Re: RAID5

Previous thread: From China (Business Offer) by Mr Mou Xinsheng on Saturday, April 17, 2010 - 7:15 pm. (1 message)

Next thread: Question on how to mark drives on a particular raid as being good after a "failure" by Joe Landman on Monday, April 19, 2010 - 11:56 am. (2 messages)
From: Kaushal Shriyan
Subject: RAID5
Date: Sunday, April 18, 2010 - 8:46 pm

Hi

I am a newbie to RAID. is strip size and block size same. How is it
calculated. is it 64Kb by default. what should be the strip size ?

I have referred to
http://en.wikipedia.org/wiki/Raid5#RAID_5_parity_handling. How is
parity handled in case of RAID 5.

Please explain me with an example.

Thanks and Regards,

Kaushal
--

From: Michael Evans
Subject: Re: RAID5
Date: Sunday, April 18, 2010 - 9:21 pm

On Sun, Apr 18, 2010 at 8:46 PM, Kaushal Shriyan

You already have one good resource.

I wrote this a while ago, and the preface may answer some questions
you have about the terminology used.

http://wiki.tldp.org/LVM-on-RAID

However the question you're asking is more or less borderline
off-topic for this mailing list.  If the linked information is
insufficient I suggest using the Wikipedia article's links to learn
more.
--

From: Bill Davidsen
Subject: Re: RAID5
Date: Wednesday, April 21, 2010 - 6:32 am

I have some recent experience with this gained the hard way, by looking 
for a problem rather than curiousity. My experience with LVM on RAID is 
that, at least for RAID-5, write performance sucks. I created two 
partitions on each of three drives, and two raid-5 arrays using those 
partitions. Same block size, same tuning for stripe-cache, etc. I 
dropped an ext4 on on array, and LVM on the other, put ext4 on the LVM 
drive, and copied 500GB to each. LVM had a 50% performance penalty, took 
twice as long. Repeated with four drives (all I could spare) and found 
that the speed right on an array was roughly 3x slower with LVM.

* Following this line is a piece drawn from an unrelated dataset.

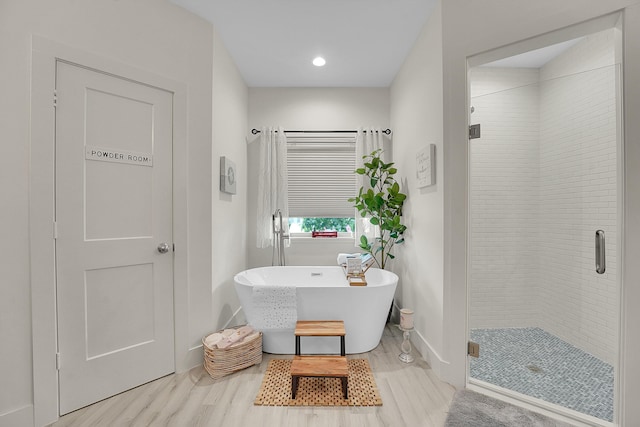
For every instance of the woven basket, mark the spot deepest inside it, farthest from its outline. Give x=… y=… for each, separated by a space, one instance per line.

I did not look into it further, I know why the performance is bad, I 
don't have the hardware to change things right now, so I live with it. 
When I get back from a trip I will change that.

-- 
Bill Davidsen <davidsen@tmr.com>
  "We can't solve today's problems by using the same thinking we
   used in creating them." - Einstein

--

From: Michael Evans
Subject: Re: RAID5
Date: Wednesday, April 21, 2010 - 12:43 pm

This issues sounds very likely to be write barrier related.  Were you
using an external journal on a write-barrier honoring device?
--

From: Michael Tokarev
Subject: Re: RAID5
Date: Friday, April 23, 2010 - 7:26 am

This is most likely due to read-modify-write cycle which is present on
lvm-on-raid[456] if the number of data drives is not a power of two.
LVM requires the block size to be a power of two, so if you can't fit
some number of LVM blocks on whole raid stripe size your write speed
is expected to be ~3 times worse...

Even creating partitions on such raid array is difficult.

'Hwell.

Unfortunately very few people understand this.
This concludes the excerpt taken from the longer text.